Note that since partials commute, the commutator of the vector fields given by the partial derivatives of coordinate functions, $\{\partial_\mu\}$, always vanishes.

I don't understand this statement. As far as I understand, for a given chart and curve with parameter $\lambda$ on the manifold, we can write a vector as 
$$  X = X^\mu \hat e _{(\mu)}\quad\to\quad \frac{d}{d\lambda} = \frac{dx^\mu}{d\lambda}\partial_\mu \tag{2.16} $$
where I used the coordinate basis.

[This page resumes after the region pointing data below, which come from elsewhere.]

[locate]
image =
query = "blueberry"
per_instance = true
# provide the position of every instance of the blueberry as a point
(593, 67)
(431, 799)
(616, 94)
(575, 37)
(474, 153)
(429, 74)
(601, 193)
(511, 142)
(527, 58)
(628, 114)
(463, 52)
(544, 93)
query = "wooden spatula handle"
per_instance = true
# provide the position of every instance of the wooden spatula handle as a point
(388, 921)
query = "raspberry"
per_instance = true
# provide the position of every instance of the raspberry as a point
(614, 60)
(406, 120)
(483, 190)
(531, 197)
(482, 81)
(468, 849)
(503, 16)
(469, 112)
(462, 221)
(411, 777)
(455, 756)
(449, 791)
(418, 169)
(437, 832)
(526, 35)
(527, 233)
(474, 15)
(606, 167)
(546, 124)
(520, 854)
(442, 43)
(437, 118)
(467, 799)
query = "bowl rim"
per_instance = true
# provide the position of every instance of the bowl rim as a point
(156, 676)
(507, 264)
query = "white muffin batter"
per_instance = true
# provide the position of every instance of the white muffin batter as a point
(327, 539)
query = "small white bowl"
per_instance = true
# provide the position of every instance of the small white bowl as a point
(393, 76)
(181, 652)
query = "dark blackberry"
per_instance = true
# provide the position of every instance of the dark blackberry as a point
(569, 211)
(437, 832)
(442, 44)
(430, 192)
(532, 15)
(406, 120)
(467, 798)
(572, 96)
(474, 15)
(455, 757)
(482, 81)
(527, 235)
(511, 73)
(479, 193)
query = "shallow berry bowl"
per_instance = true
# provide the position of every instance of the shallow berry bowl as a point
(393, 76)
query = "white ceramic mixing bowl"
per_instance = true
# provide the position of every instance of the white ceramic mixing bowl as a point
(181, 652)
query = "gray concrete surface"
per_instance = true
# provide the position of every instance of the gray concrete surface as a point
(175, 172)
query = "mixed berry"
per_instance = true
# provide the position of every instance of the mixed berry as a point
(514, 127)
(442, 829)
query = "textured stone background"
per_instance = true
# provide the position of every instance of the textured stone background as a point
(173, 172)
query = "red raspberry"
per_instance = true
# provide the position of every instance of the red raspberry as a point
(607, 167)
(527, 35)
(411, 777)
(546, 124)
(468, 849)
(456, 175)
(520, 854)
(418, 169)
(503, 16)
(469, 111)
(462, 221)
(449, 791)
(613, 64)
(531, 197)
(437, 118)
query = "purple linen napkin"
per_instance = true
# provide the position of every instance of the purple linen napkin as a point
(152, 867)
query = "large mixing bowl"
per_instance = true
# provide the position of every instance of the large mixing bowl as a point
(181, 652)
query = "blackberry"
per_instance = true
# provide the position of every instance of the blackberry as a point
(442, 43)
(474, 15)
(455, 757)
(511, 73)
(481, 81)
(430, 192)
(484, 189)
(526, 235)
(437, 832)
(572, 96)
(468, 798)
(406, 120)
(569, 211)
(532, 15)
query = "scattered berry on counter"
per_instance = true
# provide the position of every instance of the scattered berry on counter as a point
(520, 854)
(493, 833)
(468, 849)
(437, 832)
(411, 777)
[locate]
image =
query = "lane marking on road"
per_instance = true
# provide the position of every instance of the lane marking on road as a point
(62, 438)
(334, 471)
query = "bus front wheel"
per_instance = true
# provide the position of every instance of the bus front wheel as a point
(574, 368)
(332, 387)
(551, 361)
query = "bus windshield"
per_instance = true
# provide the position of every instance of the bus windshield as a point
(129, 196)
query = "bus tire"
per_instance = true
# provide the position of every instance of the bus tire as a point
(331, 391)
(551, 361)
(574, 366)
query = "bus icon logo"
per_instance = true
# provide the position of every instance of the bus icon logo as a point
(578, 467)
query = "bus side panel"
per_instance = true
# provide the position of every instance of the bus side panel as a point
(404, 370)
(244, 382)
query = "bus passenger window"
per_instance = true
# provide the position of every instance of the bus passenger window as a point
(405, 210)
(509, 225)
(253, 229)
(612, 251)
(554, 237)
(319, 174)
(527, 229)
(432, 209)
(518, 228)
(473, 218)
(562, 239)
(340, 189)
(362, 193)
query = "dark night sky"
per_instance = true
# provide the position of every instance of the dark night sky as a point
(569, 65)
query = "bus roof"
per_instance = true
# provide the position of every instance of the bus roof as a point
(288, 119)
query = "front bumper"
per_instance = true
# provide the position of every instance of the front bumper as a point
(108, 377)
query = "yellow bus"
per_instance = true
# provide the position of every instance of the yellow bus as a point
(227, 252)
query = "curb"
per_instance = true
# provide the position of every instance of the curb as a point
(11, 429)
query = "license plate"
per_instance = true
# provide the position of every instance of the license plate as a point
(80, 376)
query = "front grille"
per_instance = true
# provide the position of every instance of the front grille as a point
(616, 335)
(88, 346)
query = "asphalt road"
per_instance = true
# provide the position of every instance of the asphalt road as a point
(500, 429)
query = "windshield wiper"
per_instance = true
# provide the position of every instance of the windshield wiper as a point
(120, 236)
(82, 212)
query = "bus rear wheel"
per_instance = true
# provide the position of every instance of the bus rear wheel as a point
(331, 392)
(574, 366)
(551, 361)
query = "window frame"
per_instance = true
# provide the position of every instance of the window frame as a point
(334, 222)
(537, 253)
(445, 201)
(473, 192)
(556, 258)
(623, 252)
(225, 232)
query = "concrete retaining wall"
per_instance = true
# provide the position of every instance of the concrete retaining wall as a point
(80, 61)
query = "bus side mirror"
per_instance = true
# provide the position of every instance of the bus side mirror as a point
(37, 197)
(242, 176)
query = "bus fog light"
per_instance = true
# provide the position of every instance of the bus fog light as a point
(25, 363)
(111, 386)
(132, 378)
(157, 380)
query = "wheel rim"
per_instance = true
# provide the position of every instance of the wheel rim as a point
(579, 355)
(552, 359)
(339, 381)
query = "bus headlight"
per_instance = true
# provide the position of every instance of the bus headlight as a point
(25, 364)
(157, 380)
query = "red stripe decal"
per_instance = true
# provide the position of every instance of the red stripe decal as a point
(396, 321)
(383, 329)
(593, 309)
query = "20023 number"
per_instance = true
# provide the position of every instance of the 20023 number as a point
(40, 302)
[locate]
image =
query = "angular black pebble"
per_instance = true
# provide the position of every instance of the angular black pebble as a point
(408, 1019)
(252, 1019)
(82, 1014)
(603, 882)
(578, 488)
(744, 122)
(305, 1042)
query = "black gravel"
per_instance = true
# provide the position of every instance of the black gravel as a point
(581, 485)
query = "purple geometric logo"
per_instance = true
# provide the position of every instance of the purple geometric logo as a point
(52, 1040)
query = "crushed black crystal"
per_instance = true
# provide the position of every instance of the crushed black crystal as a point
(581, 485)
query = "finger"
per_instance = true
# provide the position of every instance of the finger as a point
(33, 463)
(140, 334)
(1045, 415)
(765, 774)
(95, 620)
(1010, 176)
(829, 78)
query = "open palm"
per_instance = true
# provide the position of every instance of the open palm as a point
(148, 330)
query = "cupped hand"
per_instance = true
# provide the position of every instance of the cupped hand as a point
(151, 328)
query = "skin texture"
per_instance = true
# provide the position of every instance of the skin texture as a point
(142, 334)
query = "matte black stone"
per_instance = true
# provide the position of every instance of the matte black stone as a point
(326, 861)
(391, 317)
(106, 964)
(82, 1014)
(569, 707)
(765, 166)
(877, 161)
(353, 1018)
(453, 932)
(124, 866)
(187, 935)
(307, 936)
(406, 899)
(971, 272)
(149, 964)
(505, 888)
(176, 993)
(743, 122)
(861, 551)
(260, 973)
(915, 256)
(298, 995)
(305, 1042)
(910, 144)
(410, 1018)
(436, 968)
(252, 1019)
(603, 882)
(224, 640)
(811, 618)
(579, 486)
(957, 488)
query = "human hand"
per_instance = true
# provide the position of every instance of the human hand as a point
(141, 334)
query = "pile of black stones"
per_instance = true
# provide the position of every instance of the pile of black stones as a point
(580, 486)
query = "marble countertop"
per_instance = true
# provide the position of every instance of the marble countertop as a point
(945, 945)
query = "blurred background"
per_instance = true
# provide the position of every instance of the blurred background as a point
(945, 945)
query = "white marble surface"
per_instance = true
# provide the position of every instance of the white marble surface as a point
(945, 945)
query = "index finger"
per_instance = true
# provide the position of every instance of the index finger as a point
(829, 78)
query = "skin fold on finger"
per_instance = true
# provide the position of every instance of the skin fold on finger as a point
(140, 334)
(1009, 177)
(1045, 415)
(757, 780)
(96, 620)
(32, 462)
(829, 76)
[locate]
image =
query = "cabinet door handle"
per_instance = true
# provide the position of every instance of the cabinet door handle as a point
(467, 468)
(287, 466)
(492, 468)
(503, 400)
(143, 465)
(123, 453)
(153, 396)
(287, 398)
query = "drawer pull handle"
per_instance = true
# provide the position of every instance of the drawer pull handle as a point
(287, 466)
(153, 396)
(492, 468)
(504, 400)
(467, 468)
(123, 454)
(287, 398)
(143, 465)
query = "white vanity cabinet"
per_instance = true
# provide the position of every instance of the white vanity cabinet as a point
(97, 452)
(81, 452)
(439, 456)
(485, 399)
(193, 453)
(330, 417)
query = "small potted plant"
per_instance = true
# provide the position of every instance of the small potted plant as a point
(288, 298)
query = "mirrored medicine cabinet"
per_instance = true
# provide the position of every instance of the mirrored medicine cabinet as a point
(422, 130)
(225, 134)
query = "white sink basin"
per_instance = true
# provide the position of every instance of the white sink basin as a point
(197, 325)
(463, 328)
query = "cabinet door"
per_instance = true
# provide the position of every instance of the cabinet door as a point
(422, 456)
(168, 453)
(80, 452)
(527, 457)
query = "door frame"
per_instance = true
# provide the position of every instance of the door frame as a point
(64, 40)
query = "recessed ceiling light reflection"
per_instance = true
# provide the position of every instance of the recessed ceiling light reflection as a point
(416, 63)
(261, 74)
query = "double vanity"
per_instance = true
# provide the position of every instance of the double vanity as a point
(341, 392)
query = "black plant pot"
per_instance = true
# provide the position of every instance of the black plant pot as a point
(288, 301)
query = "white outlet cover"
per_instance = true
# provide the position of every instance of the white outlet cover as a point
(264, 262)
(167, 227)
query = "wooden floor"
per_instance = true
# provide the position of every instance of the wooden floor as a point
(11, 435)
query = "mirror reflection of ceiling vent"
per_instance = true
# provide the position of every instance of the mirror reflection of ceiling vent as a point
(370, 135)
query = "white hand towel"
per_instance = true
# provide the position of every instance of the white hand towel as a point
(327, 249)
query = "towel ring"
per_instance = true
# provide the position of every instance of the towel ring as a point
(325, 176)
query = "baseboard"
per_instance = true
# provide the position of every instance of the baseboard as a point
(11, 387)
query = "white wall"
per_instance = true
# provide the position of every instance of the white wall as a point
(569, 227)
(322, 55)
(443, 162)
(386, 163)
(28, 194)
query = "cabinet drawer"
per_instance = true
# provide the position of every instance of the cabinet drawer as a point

But what does the author mean by "the vector fields given by the partial derivatives of coordinate functions"? How would one calculate the commutator in this case? 
 A: The vector fields he is referring to are those of the form $\partial_{\mu_0}$ for fixed $\mu_0$.  Or, in the notation $X = X^\mu \hat e _{(\mu)}$, that would be the vector field $X$ such that $X^\mu=1$ for $\mu=\mu_0$ and $X^\mu=0$ for $\mu\neq\mu_0$.  This vector field acts on a given function $f$ by $X(f)=\partial_{\mu_0}f$, so it takes the derivative of $f$ in the direction of the coordinate $\mu_0$.  (Note that Carroll's description "partial derivatives of the coordinate functions" is arguably inaccurate; we aren't differentiating the coordinate functions, but rather considering vector fields which are given by partial derivatives in directions corresponding to them.)
Now suppose you have two such vector fields $X=\partial_{\mu_0}$ and $Y=\partial_{\mu_1}$.  The commutator when applied to a function $f$ then gives $$[X,Y](f)=\partial_{\mu_0}\partial_{\mu_1}f-\partial_{\mu_1}\partial_{\mu_0}f.$$  But that's $0$, just from the multivariable calculus fact that partial derivatives commute.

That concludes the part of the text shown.